By the 1870s, most organized armed resistance had been suppressed, and Faraizi militias were effectively disbanded. Surviving leaders either reconciled with colonial authorities or retreated into purely religious and social functions.

=== Social and religious legacy ===
Despite the suppression of militancy, the Faraizi movement continued to leave a **lasting impact on rural Bengal**. Its religious reform principles, such as the purification of Islamic practice, the establishment of local jamaats, and the promotion of education among peasants, persisted in various forms. Many rural communities continued to observe the principles taught by Haji Shariatullah and Dudu Miyan, emphasizing the separation of Islamic practice from local syncretic customs.

The movement also had a broader socio-political legacy. It demonstrated the potential of **religiously inspired peasant mobilization** against exploitative landlords and colonial authorities.
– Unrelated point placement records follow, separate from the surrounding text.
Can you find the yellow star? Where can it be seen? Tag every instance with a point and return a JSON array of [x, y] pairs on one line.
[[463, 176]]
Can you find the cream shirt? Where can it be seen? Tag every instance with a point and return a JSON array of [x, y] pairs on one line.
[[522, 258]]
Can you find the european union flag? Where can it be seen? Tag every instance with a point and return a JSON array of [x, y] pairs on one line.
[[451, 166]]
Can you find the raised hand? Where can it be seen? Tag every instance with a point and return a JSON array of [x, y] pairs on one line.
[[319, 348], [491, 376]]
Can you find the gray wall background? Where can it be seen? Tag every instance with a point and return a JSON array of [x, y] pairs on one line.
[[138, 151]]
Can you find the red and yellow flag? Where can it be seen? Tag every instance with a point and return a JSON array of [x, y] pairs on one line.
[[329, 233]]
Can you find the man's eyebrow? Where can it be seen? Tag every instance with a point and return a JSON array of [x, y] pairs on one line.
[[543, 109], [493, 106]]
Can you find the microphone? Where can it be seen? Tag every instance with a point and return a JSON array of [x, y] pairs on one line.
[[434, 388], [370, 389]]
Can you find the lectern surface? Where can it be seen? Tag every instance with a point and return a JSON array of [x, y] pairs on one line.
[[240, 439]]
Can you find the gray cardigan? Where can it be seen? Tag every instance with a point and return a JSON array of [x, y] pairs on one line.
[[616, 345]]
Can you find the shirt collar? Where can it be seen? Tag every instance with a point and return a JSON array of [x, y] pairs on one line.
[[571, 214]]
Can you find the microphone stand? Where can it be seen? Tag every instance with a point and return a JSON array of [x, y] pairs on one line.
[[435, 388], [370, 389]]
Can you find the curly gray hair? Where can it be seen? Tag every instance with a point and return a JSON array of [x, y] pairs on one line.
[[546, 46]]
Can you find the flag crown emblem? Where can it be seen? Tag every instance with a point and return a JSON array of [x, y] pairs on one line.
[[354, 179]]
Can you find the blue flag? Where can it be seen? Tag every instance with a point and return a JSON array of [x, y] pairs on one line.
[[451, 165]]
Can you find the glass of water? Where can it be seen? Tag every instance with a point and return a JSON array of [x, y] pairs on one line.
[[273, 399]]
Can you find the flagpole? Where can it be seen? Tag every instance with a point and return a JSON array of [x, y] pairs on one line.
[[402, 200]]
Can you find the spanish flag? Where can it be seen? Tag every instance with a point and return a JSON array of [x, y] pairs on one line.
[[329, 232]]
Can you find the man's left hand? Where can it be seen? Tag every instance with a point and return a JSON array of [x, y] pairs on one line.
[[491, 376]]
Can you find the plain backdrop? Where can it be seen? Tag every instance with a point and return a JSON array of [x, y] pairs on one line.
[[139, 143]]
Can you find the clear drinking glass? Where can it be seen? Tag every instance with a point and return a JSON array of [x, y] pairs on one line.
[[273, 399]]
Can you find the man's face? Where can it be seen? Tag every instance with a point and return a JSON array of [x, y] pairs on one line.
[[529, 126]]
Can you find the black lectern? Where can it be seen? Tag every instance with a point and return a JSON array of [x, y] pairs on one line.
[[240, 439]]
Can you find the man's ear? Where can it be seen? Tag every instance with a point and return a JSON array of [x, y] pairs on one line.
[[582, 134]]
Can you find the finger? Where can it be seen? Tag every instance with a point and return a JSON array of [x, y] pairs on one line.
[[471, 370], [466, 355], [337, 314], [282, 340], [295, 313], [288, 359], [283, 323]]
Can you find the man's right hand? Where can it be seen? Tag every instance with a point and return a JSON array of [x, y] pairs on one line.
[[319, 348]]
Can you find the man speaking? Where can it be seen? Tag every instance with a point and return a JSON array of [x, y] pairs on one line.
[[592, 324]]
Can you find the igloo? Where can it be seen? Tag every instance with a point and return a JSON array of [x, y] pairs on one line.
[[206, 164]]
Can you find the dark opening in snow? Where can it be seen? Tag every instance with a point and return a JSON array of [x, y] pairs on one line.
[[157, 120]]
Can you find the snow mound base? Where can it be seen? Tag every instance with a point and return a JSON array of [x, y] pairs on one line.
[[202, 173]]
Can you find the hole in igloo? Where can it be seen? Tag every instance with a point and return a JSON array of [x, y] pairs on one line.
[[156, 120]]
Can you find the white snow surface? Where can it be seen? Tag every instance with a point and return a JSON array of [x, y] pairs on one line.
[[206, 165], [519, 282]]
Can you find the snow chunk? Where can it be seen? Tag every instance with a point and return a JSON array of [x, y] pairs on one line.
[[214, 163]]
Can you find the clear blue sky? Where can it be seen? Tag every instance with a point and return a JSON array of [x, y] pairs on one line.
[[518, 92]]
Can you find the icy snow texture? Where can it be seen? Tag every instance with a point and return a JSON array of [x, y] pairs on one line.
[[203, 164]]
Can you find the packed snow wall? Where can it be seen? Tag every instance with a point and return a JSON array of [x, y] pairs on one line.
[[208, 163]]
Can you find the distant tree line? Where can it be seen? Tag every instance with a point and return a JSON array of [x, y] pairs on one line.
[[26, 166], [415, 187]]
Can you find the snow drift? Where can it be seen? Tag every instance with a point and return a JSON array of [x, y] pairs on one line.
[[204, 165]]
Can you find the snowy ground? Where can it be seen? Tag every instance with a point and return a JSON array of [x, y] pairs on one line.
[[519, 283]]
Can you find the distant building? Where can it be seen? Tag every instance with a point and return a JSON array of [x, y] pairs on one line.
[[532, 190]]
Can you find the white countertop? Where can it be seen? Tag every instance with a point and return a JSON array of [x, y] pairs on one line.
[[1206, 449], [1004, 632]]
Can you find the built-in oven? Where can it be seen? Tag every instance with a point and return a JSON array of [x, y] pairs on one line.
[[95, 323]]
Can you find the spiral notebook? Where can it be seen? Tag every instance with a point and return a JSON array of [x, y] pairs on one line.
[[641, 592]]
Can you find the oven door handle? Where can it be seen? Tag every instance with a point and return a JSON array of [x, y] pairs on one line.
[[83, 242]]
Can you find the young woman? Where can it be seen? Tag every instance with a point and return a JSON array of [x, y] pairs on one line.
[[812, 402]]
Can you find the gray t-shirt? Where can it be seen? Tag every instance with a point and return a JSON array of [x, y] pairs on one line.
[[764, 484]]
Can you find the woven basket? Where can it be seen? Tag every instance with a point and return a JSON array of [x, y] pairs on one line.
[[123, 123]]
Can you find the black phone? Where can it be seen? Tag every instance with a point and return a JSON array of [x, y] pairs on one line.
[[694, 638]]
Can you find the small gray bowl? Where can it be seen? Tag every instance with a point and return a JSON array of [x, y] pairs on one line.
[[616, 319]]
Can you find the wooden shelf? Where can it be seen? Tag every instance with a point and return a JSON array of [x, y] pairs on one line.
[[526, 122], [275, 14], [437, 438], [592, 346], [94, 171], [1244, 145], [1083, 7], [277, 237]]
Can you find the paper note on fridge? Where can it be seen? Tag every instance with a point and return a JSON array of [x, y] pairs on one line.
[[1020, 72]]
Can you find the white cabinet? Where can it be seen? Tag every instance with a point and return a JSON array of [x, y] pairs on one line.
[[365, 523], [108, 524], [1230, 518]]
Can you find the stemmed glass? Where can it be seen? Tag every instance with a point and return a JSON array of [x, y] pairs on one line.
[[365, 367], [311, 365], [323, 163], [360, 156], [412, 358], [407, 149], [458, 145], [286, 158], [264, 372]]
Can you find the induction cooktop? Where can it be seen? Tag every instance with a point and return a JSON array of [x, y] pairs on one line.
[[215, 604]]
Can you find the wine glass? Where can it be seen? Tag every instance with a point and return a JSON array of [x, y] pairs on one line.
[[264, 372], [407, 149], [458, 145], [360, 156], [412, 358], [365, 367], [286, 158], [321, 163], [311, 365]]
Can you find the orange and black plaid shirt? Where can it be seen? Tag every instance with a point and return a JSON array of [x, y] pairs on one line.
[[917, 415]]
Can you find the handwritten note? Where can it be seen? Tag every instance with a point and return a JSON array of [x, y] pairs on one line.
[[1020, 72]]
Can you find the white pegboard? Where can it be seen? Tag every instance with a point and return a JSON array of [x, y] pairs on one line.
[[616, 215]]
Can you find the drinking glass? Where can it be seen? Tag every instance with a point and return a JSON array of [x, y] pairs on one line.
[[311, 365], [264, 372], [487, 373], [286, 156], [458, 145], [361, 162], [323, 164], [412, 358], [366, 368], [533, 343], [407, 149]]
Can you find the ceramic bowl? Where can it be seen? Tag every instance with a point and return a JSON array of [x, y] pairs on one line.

Scholars consider the Faraizi uprisings as a precursor to later **19th-century agrarian movements** in Bengal and other parts of India, which combined economic grievances with social and religious reform.

=== Decline and absorption ===
By the late 19th century, the Faraizi movement had largely lost its **militant character** and was gradually absorbed into the wider Muslim reformist milieu in Bengal. The combination of colonial administration, the integration of zamindars into the colonial revenue system, and the natural generational shift among followers contributed to the transformation of the movement from a militant peasant revolt into a **religious reformist legacy**.